Remembering the geometric implication of wedge and hatched bonds , an observer the eye notes whether a curved arrow drawn from the 1 position to the 2 location and then to the 3 position turns in a clockwise or counter-clockwise manner.

If the turn is clockwise, as in the example on the right, the configuration is classified R. If it is counter-clockwise, as in the left illustration, the configuration is S. Another way of remembering the viewing rule, is to think of the asymmetric carbon as a steering wheel. The bond to the lowest priority group 4 is the steering column, and the other bonds are spokes on the wheel.

If the wheel is turned from group 1 toward group 2, which in turn moves toward group 3, this would either negotiate a right turn R or a left turn S. This model is illustrated below for a right-handed turn, and the corresponding R -configurations of lactic acid and carvone are shown to its right. The stereogenic carbon atom is colored magenta in each case, and the sequence priorities are shown as light blue numbers.

Note that if any two substituent groups on a stereogenic carbon are exchanged or switched, the configuration changes to its mirror image. The sequence order of the substituent groups in lactic acid should be obvious, but the carvone example requires careful analysis.

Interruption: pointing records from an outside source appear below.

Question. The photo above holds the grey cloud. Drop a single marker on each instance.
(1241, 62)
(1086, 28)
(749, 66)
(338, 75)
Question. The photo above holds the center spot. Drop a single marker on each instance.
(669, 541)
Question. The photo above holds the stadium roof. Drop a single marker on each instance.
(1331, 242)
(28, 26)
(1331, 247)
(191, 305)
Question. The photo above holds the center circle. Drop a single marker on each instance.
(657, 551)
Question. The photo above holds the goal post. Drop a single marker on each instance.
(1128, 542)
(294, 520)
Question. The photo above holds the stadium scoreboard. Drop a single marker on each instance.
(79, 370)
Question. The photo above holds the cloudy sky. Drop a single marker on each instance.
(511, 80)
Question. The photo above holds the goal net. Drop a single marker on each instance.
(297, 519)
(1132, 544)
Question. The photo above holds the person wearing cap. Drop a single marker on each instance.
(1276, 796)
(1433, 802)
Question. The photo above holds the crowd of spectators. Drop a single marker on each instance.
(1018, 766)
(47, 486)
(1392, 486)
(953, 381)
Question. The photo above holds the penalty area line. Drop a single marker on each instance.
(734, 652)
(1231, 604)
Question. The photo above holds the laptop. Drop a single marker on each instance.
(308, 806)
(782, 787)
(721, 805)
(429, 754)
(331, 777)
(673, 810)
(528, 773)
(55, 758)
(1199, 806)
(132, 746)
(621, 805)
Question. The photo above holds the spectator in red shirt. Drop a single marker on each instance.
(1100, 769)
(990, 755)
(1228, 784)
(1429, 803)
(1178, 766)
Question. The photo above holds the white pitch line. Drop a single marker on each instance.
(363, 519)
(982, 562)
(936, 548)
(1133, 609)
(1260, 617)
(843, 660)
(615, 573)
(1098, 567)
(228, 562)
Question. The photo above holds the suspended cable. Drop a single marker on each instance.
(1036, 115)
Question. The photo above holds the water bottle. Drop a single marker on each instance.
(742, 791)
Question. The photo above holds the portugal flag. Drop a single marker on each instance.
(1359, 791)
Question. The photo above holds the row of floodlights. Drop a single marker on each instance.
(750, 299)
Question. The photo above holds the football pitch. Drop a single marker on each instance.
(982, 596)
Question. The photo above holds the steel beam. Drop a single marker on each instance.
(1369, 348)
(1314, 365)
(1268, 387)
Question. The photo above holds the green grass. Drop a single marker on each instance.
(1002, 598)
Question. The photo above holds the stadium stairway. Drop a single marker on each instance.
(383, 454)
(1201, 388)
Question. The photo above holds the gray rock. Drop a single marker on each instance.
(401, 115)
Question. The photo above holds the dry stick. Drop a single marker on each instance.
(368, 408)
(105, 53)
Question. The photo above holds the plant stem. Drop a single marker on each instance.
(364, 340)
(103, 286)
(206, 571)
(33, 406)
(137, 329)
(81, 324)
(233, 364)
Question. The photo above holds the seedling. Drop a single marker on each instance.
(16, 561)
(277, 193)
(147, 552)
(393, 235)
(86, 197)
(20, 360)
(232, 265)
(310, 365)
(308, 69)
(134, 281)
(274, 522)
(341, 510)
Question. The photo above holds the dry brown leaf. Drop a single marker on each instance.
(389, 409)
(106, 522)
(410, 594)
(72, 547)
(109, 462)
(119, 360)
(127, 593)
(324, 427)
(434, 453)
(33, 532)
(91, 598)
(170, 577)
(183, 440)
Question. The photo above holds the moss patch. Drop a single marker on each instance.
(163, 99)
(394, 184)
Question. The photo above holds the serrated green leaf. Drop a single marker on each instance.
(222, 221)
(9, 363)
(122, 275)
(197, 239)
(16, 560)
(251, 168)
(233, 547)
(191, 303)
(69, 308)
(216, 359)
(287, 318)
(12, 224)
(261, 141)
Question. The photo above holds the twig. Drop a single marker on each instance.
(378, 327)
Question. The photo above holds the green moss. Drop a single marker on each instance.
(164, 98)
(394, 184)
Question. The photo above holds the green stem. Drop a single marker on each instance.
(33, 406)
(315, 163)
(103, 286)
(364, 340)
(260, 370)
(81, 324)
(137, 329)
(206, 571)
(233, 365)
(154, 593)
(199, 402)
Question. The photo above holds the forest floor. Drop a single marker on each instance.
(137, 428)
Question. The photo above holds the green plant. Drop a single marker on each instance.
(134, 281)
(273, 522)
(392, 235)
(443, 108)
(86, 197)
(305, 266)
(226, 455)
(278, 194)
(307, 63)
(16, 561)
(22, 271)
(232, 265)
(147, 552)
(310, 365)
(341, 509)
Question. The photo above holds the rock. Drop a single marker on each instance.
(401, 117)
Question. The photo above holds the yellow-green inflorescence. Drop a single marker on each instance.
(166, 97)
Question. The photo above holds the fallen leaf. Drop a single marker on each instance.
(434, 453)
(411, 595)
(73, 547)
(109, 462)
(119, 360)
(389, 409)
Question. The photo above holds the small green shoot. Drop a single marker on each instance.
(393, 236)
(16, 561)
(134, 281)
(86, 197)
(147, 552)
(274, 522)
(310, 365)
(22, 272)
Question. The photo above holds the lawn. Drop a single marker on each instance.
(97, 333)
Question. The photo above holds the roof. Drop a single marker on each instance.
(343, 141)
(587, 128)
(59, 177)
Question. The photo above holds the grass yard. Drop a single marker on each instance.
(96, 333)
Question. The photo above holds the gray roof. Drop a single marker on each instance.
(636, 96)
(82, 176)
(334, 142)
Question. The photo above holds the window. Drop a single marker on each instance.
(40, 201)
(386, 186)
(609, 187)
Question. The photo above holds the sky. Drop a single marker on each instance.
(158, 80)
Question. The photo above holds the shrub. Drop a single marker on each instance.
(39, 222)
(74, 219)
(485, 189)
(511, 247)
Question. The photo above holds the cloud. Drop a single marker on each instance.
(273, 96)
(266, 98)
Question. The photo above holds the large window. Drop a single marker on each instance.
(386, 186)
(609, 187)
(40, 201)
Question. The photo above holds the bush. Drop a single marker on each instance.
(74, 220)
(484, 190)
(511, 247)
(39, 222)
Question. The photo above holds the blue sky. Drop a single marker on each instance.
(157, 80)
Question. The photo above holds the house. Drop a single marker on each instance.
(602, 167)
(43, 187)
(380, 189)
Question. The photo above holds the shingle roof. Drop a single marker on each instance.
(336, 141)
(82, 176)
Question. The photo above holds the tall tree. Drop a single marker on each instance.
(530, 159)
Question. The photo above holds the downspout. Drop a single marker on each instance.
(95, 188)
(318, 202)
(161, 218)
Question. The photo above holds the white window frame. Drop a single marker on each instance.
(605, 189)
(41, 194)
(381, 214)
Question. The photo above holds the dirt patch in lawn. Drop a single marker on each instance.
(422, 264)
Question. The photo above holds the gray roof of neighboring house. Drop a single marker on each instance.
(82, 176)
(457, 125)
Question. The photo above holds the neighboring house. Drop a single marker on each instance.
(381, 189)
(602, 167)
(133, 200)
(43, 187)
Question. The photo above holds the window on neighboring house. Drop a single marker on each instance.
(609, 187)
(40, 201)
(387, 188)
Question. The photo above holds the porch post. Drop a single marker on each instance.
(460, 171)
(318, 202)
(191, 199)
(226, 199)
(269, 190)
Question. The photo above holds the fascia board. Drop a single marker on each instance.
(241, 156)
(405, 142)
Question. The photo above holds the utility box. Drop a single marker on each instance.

The hydrogen is clearly the lowest priority substituent, but the other three groups are all attached to the stereogenic carbon by bonds to carbon atoms colored blue here. Two of the immediate substituent species are methylene groups CH 2 , and the third is a doubly-bonded carbon. Rule 3 of the sequence rules allows us to order these substituents. The carbon-carbon double bond is broken so as to give imaginary single-bonded carbon atoms the phantom atoms are colored red in the equivalent structure.

To establish the sequence priority of the two methylene substituents both are part of the ring , we must move away from the chiral center until a point of difference is located. Rule 3 is again used to evaluate the two cases. The carbonyl group places two oxygens one phantom on the adjacent carbon atom, so this methylene side is ranked ahead of the other. An interesting feature of the two examples shown here is that the R-configuration in both cases is levorotatory - in its optical activity.

It is important to remember that there is no simple or obvious relationship between the R or S designation of a molecular configuration and the experimentally measured specific rotation of the compound it represents. In order to determine the true or "absolute" configuration of an enantiomer, as in the cases of lactic acid and carvone reported here, it is necessary either to relate the compound to a known reference structure, or to conduct a rather complex X-ray analysis on a single crystal of the sample.